Giù le mani dal tesoro di San Gennaro
di Valeria Ausiello
Il Tesoro di San Gennaro, custodito accanto al Duomo di Napoli e alla Cappella del Tesoro, aperto al pubblico dal 2003, è stato estimato come il tesoro più ricco al mondo, ancora più ricco della corona di Inghilterra della regina Elisabetta II e degli zar di Russia, motivo per cui fa gola a molti e adesso, più di tutti, fa gola alla Curia.
Dal ‘600 il Tesoro viene gestito dalla Deputazione della Reale Cappella del Tesoro, un’organizzazione laica composta da 11 importanti famiglie napoletane, espressione sincera del popolo e della nobiltà partenopea. Un organo storicamente laico che ha sempre unito la gente e la fede, la città e la Chiesa, mantenendo, però, integra l’identità cittadina, rappresentando costantemente la comunità e il tesoro che ci appartiene.
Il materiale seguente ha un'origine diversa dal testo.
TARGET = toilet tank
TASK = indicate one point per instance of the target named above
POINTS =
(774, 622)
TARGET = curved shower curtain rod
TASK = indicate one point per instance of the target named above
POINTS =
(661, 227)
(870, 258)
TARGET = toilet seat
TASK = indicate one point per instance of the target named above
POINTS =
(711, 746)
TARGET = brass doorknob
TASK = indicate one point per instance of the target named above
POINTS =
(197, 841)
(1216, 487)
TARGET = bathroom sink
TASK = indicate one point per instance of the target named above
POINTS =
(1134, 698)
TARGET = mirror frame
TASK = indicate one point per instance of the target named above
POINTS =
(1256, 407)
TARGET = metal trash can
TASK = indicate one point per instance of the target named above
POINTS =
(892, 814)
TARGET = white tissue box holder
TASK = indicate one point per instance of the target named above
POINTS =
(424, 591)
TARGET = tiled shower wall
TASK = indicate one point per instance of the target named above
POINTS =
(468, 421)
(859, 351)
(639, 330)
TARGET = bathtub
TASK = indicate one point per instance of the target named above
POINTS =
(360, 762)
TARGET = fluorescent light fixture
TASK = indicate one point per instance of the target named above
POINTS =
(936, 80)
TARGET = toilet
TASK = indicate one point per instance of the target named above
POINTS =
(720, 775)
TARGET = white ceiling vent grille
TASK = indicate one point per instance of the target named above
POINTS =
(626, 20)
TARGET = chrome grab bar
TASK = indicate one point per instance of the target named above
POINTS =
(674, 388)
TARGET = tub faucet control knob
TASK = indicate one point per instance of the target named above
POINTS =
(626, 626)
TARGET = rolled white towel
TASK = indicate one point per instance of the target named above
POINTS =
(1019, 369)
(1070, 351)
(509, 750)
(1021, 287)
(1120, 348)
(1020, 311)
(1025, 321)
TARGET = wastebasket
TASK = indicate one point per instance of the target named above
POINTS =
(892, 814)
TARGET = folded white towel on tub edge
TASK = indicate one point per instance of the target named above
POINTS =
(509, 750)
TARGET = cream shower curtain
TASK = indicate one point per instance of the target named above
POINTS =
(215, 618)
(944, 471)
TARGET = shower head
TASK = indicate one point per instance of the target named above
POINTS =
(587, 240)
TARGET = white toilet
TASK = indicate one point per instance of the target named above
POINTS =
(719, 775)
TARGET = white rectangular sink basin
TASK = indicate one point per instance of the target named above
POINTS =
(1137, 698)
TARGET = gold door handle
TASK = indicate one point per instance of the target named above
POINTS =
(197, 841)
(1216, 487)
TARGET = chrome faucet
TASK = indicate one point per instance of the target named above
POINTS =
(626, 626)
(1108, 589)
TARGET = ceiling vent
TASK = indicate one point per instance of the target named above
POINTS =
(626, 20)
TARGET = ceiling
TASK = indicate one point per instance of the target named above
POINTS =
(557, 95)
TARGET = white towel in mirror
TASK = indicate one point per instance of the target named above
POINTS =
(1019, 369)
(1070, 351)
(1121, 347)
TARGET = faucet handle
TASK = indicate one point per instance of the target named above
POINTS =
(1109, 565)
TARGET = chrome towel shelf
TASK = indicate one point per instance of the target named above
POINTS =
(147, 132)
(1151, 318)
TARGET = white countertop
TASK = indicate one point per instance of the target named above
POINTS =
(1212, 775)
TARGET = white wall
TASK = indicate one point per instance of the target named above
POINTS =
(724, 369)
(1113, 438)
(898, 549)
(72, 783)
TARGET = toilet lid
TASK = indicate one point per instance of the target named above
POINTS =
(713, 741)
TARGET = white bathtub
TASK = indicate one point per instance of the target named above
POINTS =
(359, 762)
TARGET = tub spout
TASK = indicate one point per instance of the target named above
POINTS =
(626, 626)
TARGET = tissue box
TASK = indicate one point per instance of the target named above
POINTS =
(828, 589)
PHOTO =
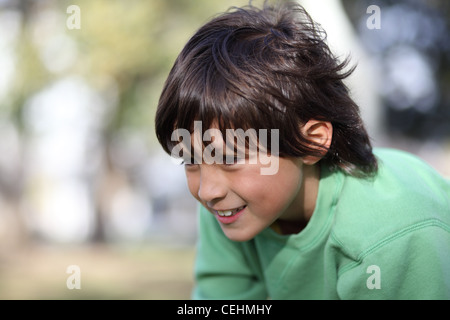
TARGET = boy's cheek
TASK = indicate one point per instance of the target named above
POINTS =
(193, 185)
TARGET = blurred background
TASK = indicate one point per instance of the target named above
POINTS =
(83, 180)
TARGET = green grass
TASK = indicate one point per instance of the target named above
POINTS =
(107, 272)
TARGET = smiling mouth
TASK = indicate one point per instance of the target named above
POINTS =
(229, 213)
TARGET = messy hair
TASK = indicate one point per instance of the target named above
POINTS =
(264, 69)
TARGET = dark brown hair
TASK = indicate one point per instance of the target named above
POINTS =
(266, 68)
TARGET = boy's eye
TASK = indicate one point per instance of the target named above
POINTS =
(188, 162)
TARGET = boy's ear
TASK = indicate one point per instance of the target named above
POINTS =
(320, 133)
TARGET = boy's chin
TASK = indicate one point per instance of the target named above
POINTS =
(239, 235)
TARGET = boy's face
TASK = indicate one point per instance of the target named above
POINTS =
(244, 201)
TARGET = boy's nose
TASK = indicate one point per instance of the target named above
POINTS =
(212, 187)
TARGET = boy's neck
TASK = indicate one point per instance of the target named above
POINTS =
(302, 208)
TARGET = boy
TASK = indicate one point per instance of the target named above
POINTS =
(334, 219)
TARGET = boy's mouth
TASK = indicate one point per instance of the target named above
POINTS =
(228, 213)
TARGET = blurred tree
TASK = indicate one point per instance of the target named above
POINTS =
(412, 50)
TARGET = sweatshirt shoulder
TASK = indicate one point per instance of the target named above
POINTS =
(406, 195)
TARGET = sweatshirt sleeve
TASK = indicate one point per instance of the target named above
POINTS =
(223, 268)
(412, 265)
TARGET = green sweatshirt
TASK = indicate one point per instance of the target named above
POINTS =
(381, 238)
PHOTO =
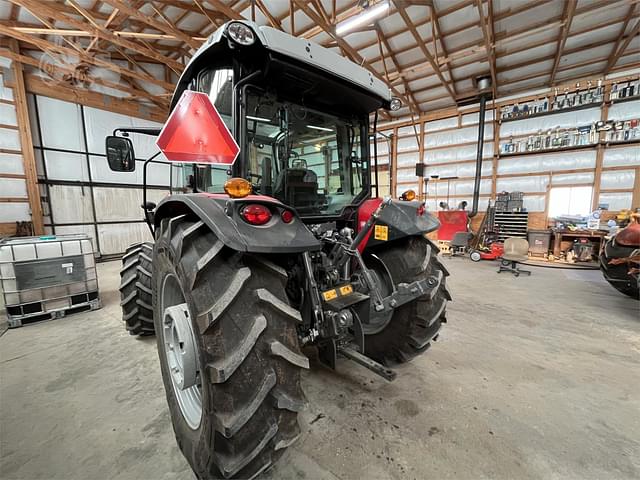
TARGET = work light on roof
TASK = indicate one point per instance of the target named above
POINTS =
(241, 33)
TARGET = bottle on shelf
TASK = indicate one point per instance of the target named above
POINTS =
(554, 104)
(555, 143)
(537, 145)
(614, 92)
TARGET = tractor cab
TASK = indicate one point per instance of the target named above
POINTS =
(300, 122)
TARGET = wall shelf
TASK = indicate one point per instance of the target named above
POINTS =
(548, 150)
(585, 106)
(623, 100)
(611, 143)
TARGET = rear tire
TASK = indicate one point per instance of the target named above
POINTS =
(414, 325)
(248, 356)
(618, 275)
(135, 289)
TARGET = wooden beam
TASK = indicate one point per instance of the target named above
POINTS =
(26, 142)
(167, 27)
(489, 42)
(351, 52)
(620, 36)
(48, 47)
(567, 18)
(46, 9)
(616, 56)
(436, 33)
(421, 44)
(227, 11)
(53, 70)
(413, 105)
(63, 32)
(275, 23)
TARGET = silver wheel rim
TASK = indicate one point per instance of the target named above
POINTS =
(181, 352)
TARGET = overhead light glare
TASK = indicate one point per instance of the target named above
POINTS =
(364, 18)
(258, 119)
(323, 129)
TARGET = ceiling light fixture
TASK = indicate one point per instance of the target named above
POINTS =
(258, 119)
(324, 129)
(364, 18)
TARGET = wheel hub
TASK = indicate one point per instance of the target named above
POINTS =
(181, 349)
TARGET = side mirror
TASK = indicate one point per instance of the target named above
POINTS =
(120, 154)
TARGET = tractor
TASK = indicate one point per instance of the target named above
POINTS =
(282, 247)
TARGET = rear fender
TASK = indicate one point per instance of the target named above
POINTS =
(222, 215)
(401, 219)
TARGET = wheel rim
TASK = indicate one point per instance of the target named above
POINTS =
(181, 351)
(382, 278)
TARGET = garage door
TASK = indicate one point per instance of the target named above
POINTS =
(79, 192)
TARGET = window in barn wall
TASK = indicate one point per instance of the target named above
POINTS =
(570, 201)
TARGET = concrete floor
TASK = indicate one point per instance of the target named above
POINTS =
(533, 377)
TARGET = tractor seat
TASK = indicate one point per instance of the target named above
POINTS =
(297, 187)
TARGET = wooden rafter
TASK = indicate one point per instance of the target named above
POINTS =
(101, 32)
(420, 41)
(486, 23)
(49, 48)
(567, 19)
(166, 26)
(348, 49)
(275, 23)
(413, 105)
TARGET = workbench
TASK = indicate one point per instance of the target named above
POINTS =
(596, 236)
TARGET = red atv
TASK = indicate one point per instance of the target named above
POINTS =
(282, 248)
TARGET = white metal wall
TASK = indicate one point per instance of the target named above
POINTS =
(79, 192)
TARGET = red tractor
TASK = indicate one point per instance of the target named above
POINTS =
(281, 249)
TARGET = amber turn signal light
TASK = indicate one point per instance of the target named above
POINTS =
(237, 187)
(408, 196)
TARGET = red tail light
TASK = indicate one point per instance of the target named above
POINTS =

Oggi, nel 2016, il decreto firmato dal ministro degli interni Angelino Alfano, minaccia la laicità e la tradizione della Deputazione, mettendo a rischio il forte legame tra la città e il santo.
Il suddetto decreto del ministero consentirebbe l’ingresso di quattro membri della Curia tra i componenti della Deputazione, tra cui il Cardinale Crescenzio Sepe, che così riuscirebbe in un’impresa che nessuno è riuscito a compiere: rompere il carattere laico della Deputazione e insinuarsi nel controllo del Tesoro dopo quattro secoli.
Dopo centinaia d’anni di servizio al patrono, dopo aver superato guerre e rivoluzioni senza aver mai deluso il trattato del 1527, il quale stabiliva che, a seguito della costruzione della Cappella, San Gennaro avrebbe protetto Napoli per sempre, la Deputazione si mostra immediatamente pronta a combattere per ciò che ha sempre sostenuto, a scendere in piazza in prima persona manifestando contro una forma di abuso di potere.
La questione è diventata, velocemente, sociale ma soprattutto virale e, attraverso i social network più famosi, è stato organizzato un flash mob, #giulemanidaltesorodisangennaro, avvenuto sabato 5 Marzo alle 15, davanti al Duomo.
Una manifestazione sentita contro il governo, in cui, centinaia di persone, in segno di protesta hanno legato al cancello della Cappella il famoso fazzoletto bianco che tipicamente si sventola per annunciare l’avvenuto miracolo della liquefazione del sangue del Santo.
I napoletani si sentono scippati di una possibilità, quella di prendersi cura, come sempre, di un patrimonio che appartiene a tutti noi. Il tesoro non è mai stato un bene della Chiesa e del Vaticano, ma è sempre stato amministrato anche nel rispetto delle volontà del mondo curiale senza problemi.
Perché modificare un equilibrio secolare? Perché intaccare una tradizione e un legame tra il popolo e il suo santo patrono?
Sono queste le domande e le motivazioni che spingono la gente a protestare e ad affermarsi in questo scenario, che a tutti costi vuole un cambiamento che però non risulta necessario.
Fino al 4 aprile c’è tempo per fare ricorso, per cui, una volta informati e consapevoli, proviamo a prendere posizione, a muoverci, nel caso, per non subire l’espropriazione di un bene cittadino, del nostro simbolo di fede e aggregazione sociale.
Quando anni fa il Vaticano decise di declassare San Gennaro e cancellare la festività del 19 Settembre dal calendario, di fronte al Duomo di Napoli comparve una scritta : “San Gennà futtitenn!“.
Sento onestamente di rinnovare l’invito e, in nome della fede e della tua città, faj ‘o miracolo.